Plans for the condo-conversion of a century old church on the Upper West Side were again shot down by the Landmarks Preservation Commission, who while supporting the residential repurposing of the church, maintained their position that more information is needed for them to approve major changes to the church’s Central Park West façade.
The church, at 361 Central Park West and 96th Street, was designed by Carrere and Hastings and dates back to 1903. It was purchased last summer by developers Ira Shapiro and Joseph Brunner, who hired GKV Architects and Li Saltzman Architects to devise a plan that would create about 30 units, including a penthouse.
At issue is the applicant’s plan to carve out six new windows on the side of the church that faces Central Park West. Architects have argued that the windows are necessary to cast light into the individual units, but were criticized by the LPC at a December hearing for not providing floor plans that prove the windows are necessary.
“Why should we as a commission consider this application if there’s no indication of necessity?” said commissioner Michael Goldblum at the December hearing.
The website New York YIMBY indicated that architects on the project again declined to present floor plans that showed why the windows are necessary at a hearing last week, which led to the commission’s second denial and set the stage for another hearing on the plan.

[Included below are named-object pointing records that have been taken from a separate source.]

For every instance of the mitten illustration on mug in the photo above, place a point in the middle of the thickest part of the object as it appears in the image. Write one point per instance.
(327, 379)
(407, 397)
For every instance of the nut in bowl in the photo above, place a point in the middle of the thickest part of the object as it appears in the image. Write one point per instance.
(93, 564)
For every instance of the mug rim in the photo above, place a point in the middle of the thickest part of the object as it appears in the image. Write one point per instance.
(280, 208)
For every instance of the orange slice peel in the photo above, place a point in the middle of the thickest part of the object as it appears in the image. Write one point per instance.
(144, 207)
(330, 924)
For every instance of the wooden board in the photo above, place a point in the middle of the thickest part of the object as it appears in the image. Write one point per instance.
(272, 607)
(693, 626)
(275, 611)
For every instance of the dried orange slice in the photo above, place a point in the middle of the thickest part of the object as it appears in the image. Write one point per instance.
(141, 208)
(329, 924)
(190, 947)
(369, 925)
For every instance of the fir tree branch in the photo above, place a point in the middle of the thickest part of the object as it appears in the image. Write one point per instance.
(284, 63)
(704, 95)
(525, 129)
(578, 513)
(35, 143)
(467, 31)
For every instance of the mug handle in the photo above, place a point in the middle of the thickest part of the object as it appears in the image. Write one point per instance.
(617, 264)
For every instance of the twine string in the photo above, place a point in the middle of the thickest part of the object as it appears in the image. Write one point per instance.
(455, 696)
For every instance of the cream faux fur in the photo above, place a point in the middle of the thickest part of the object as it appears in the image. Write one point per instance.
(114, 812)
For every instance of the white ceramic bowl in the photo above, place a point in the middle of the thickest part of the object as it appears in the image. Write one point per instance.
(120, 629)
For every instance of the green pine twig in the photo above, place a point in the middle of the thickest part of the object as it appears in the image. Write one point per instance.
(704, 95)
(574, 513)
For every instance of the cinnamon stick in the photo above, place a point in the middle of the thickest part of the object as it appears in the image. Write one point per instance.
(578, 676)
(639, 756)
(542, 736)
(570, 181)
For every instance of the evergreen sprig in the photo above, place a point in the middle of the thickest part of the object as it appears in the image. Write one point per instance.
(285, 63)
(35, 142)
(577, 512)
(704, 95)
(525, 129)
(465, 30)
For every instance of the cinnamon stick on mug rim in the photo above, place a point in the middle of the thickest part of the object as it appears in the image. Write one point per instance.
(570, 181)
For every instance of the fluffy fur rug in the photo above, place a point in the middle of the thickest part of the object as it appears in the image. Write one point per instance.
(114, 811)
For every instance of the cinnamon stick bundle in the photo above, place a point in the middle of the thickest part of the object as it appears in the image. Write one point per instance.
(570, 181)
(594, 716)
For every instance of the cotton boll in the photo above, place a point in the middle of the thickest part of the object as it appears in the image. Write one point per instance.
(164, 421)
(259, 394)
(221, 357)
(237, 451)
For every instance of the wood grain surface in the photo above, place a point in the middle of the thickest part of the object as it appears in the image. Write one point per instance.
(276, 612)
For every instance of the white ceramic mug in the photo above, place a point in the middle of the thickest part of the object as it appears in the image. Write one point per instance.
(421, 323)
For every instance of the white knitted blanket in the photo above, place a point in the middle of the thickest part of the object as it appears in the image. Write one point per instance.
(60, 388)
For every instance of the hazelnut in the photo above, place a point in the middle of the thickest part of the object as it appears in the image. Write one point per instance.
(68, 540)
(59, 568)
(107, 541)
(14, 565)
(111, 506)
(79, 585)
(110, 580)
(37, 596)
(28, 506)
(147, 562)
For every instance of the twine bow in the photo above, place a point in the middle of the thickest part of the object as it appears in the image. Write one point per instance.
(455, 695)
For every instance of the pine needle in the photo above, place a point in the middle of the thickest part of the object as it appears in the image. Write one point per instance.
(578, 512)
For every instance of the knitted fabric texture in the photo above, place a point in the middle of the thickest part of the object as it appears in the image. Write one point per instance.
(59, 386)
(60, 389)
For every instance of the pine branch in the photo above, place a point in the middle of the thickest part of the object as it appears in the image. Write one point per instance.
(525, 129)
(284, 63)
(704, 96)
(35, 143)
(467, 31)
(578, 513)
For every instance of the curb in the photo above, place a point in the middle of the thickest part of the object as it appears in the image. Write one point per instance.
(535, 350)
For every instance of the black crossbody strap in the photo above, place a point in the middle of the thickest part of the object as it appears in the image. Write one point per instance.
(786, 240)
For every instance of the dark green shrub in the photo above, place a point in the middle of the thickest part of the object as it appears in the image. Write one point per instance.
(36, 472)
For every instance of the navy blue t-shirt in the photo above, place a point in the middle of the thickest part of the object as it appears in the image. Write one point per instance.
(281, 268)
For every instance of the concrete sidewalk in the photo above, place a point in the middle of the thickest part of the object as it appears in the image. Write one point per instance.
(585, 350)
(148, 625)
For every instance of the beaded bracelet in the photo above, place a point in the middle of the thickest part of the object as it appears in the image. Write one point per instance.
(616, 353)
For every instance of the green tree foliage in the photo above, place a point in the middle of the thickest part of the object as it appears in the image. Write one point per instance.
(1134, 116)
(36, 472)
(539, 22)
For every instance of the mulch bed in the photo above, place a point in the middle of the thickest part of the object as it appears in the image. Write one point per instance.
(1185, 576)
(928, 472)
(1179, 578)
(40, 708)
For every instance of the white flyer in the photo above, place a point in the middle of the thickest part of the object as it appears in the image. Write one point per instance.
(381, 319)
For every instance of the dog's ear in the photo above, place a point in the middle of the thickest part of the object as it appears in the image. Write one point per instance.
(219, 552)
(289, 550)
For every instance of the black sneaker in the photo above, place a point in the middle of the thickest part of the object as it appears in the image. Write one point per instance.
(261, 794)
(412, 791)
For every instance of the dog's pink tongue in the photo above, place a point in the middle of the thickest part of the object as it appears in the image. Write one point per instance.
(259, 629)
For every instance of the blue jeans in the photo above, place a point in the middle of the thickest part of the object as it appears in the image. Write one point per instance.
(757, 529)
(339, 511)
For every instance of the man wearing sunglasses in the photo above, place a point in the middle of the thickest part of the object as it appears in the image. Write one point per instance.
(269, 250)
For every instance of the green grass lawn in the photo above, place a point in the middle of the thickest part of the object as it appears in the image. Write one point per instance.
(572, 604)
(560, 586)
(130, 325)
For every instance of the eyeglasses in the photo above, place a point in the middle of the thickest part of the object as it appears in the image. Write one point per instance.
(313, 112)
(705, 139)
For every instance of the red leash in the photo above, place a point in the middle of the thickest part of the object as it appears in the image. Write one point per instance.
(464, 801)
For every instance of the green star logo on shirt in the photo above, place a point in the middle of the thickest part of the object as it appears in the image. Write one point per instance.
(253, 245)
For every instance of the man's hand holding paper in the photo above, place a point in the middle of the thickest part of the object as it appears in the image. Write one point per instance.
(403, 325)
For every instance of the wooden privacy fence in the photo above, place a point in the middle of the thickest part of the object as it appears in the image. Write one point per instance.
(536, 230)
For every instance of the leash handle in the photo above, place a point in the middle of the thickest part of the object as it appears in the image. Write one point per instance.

But the commission softened its stance on other controversial aspects of the plan, like a proposal to remove all depictions of religious scenes from the church’s stained glass windows. At the December hearing, commissioners told the applicant they shouldn’t assume potential buyers would be turned off by religious stained glass windows, and very well might regard such a thing as a unique feature of the space.
According to YIMBY, commissioners at last week’s hearing seemed to approve of a plan to remove a religious-themed stained glass window on the Central Park West façade as long as architects maintained the arch shape of its frame.
The applicant abandoned a plan for a skylight in the new proposal, but is sticking with a plan to build a penthouse almost four feet taller than the existing structure, which the LPC does not seem to object to, according to YIMBY.
New components of the proposal call for windows to be created on the 96th Street and 97th Street side.
YIMBY reported that the LPC’s hearing was open to the public but closed to public comment, as it was the second such hearing on the same application. Unless a proposal is drastically different from one hearing to the next, LPC rules say that public comment is only allowed at the first hearing before the commission.
Kate Wood, the newly appointed executive director for Landmark West, who took over from longtime executive director Arlene Simon late last year, protested the policy by staging a walkout.
Landmark West is opposed to the condo-conversion of the church while other preservation groups, like the New York Landmarks Conservancy, support the plan and say the church is in need of proper stewardship if it’s to survive.